This is the homepage of HAMLET II 3.0 - computer assisted text analysis


"Words, words, words." Hamlet (II,ii,194)

The main idea of HAMLET II 3.0(c) is to search text files for words or categories in a given vocabulary list, and to count their joint frequencies within any specified context unit, within sentences, or as collocations within a given span of words.

This procedure is applicable when there are good grounds for searching for inter-connections between a number of key words. The latest version now includes a procedure to assist in identifiying these in relation to potential latent topics according to the generative model provided by Latent Dirichlet Allocation.

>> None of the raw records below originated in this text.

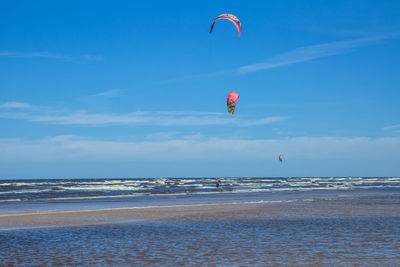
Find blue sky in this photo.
[0,0,400,178]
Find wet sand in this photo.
[0,193,400,266]
[0,193,400,230]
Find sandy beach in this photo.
[0,191,400,266]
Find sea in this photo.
[0,177,400,266]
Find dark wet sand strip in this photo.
[0,195,400,230]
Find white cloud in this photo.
[0,102,36,109]
[0,51,103,63]
[0,135,400,162]
[0,102,286,127]
[93,89,121,97]
[161,32,400,83]
[237,34,399,74]
[382,124,400,131]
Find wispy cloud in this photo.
[382,124,400,131]
[0,102,37,109]
[0,135,400,162]
[92,89,122,97]
[162,32,400,83]
[0,51,103,63]
[0,103,287,127]
[237,34,399,74]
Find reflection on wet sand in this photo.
[0,194,400,266]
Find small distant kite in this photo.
[210,14,242,37]
[227,92,239,115]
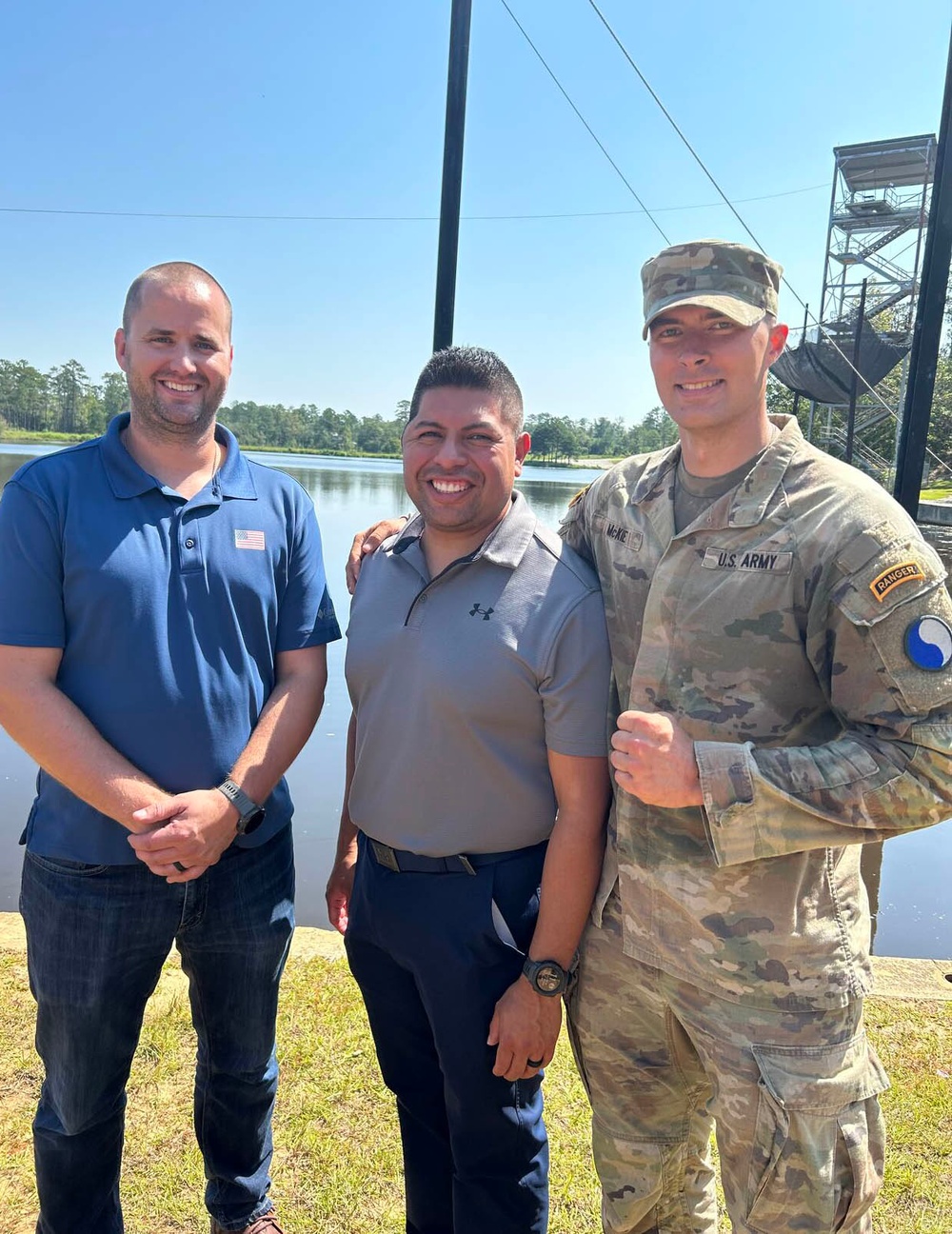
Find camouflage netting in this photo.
[771,320,909,406]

The benefit of measuring empirical properties of texts is nicely combined with HAMLET's features of graphical visualization. Qualitative and quantitative analysis are integral parts of HAMLET's design. Unlike much other text analysis software, HAMLET II 3.0 provides maximum transparency of the processes involved in a single, user-friendly, interface, leaving the user in complete control.

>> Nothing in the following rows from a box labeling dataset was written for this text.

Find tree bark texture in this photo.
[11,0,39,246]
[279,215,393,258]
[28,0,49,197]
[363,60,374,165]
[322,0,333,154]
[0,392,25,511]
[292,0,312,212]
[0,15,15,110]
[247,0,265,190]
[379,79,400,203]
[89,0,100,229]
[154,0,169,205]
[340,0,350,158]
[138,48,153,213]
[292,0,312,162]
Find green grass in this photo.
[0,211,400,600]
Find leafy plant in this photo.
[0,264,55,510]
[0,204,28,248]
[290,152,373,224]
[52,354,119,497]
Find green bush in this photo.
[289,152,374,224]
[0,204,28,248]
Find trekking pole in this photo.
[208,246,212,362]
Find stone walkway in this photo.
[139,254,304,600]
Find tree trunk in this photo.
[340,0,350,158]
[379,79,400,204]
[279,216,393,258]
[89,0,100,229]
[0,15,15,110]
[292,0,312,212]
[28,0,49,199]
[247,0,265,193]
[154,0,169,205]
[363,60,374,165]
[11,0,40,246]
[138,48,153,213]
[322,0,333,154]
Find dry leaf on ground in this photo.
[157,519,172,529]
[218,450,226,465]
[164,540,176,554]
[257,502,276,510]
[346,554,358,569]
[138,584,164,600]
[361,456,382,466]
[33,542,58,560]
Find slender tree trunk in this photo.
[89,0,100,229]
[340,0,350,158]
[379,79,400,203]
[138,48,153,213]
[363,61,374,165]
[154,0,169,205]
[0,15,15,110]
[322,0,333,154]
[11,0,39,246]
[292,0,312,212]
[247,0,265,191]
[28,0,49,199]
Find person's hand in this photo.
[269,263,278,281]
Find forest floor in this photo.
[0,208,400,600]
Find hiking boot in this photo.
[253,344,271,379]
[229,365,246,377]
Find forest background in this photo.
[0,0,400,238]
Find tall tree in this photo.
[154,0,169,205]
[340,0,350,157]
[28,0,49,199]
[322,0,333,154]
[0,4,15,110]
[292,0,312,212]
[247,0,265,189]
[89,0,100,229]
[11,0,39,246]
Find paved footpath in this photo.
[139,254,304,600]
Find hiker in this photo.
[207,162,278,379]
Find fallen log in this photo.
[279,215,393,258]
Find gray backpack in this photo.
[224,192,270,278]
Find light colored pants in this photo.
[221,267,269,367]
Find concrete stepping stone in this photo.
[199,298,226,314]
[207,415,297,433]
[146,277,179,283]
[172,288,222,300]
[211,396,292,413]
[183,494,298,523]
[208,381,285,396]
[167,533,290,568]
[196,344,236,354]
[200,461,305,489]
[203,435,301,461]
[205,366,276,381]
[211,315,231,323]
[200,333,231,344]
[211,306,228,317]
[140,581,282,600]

Individual word frequencies (fi) , joint frequencies (fij) for pairs of words (i,j), both expressed in terms of the chosen unit of context, and the corresponding standardised joint frequencies sij = (fij) / (fi + fj - fij) are organised in a similarities matrix, which can be submitted to a combination of cluster analysis and multi-dimensional scaling to discover significant word-associations.

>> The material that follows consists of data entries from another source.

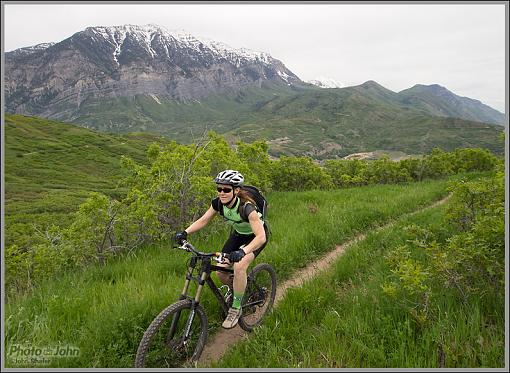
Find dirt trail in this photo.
[198,196,450,366]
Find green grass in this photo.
[4,115,171,246]
[212,198,505,368]
[5,180,446,367]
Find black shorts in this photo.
[221,230,267,258]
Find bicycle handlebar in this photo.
[174,240,229,263]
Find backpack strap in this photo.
[211,197,223,216]
[237,202,258,221]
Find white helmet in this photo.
[214,170,244,186]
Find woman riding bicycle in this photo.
[175,170,267,329]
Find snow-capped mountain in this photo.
[306,76,345,88]
[5,24,302,120]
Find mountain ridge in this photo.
[5,24,505,157]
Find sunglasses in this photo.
[216,187,232,193]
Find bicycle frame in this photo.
[168,244,234,342]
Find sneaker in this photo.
[221,307,242,329]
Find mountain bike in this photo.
[135,241,276,368]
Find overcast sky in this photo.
[2,2,508,112]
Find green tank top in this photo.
[220,198,264,235]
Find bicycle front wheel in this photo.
[135,299,208,368]
[239,263,276,332]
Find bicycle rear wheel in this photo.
[239,263,276,332]
[135,299,208,368]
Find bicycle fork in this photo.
[167,263,207,345]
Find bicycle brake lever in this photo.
[214,253,228,263]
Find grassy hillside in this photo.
[5,180,452,367]
[4,115,170,245]
[212,201,505,369]
[44,83,504,159]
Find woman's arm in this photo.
[185,205,216,234]
[243,210,266,254]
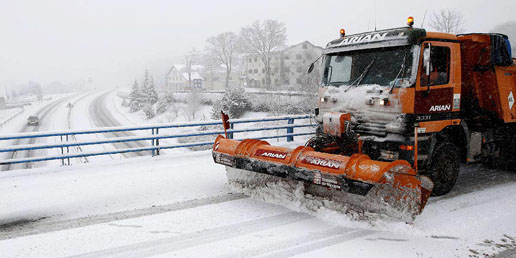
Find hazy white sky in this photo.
[0,0,516,87]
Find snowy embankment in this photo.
[0,151,516,257]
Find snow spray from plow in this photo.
[213,135,433,221]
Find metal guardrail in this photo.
[0,115,315,165]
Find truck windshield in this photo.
[322,46,414,87]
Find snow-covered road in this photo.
[0,89,516,257]
[2,93,87,171]
[0,151,516,257]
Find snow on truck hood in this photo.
[319,85,403,121]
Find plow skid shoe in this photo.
[213,136,433,222]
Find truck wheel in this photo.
[428,142,460,196]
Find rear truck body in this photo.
[213,17,516,220]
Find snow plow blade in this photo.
[212,135,433,221]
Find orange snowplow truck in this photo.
[213,16,516,218]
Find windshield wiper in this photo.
[389,50,408,94]
[345,56,376,91]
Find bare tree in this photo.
[183,89,201,121]
[430,9,464,34]
[185,48,197,89]
[240,20,287,89]
[207,32,237,89]
[492,21,516,57]
[201,49,220,89]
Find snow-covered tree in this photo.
[207,32,238,89]
[430,9,464,34]
[240,20,287,89]
[183,89,201,121]
[211,87,251,119]
[129,81,144,112]
[143,103,156,119]
[142,70,158,105]
[185,48,198,88]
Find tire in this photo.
[427,142,460,196]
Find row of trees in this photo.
[200,20,287,89]
[127,70,158,118]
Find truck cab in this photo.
[310,18,516,195]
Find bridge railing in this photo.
[0,115,315,165]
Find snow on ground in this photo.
[0,151,516,257]
[0,89,516,257]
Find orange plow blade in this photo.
[212,135,433,221]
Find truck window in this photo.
[421,46,450,86]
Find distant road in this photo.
[2,93,79,171]
[89,91,150,158]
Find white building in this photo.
[244,41,323,89]
[164,65,204,92]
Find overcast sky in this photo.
[0,0,516,87]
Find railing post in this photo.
[228,122,235,139]
[287,118,294,142]
[60,135,64,166]
[66,134,70,166]
[156,128,159,156]
[151,128,156,157]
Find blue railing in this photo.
[0,115,315,165]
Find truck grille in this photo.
[354,120,387,136]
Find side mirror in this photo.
[307,63,314,73]
[423,43,432,76]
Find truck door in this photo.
[414,41,461,133]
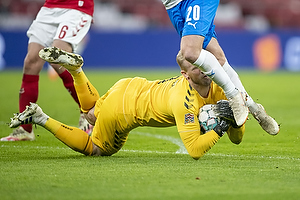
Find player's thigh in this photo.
[54,9,92,52]
[206,37,226,66]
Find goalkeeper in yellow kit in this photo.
[10,47,245,159]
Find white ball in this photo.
[198,104,218,133]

In addition to the above (Jaccard) coefficient, it is possible to apply Sokal's 'matching coefficient', which takes account also of joint non-occurrences, and the measure of association strength of van Eck and Waltman(2009), otherwise known as the proximity or probabilistic affinity index. Word co-occurrences within specified context units can also be submitted to correspondence analysis, providing further information about usage within a text.

It then becomes possible to compare the results of applying multi-dimensional scaling to matrices of joint frequencies of equivalent vocabulary lists derived from a number of texts, using Procrustean Individual Differences Scaling (PINDIS), or to apply Individual Differences Scaling (INDSCAL) to the matrices themselves. Forrest Young's SUBJSTAT procedure transforming the resulting non-Euclidean 'subject spaces' into arc-distances permits more rigorous analysis of their results. Alternatively, the profiles of occurrences of items of a given search list in a number of different texts can be compared directly by singular value decomposition or correspondence analysis.

Further procedures help to determine the broad characteristics of word usage in a text:

HAMLET II(c) offers a unique Vocabulary Editor to speed up the development of vocabulary lists for use in researching co-occurrences and a new fast track procedure to apply them efficiently in comparing large numbers of texts in one operation, with PINDIS, INDSCAL, SVD or Correspondence Analysis.

The unique graphics of HAMLET II(c) summarise the results of each of these analyses, for inclusion in other documents and reports. Numerical results can be saved, if necessary, in CSV format for further statistical analysis in STATA, Microsoft Excel or R.

HAMLET II 3.0 for Windows(c) is suitable for use with Microsoft Windows XP, Vista, Windows 7, 8, 8.1 & 10. Full documentation is available here .

For running HAMLET II 3.0 for Windows using WINE on free Debian GNU/Linux consult our documentation about Hamlet II on Debian GNU/LINUX!  

Download HAMLETDownload HAMLET II 3.0 Download documentation HAMLET II 3.0 tutorial (HTML)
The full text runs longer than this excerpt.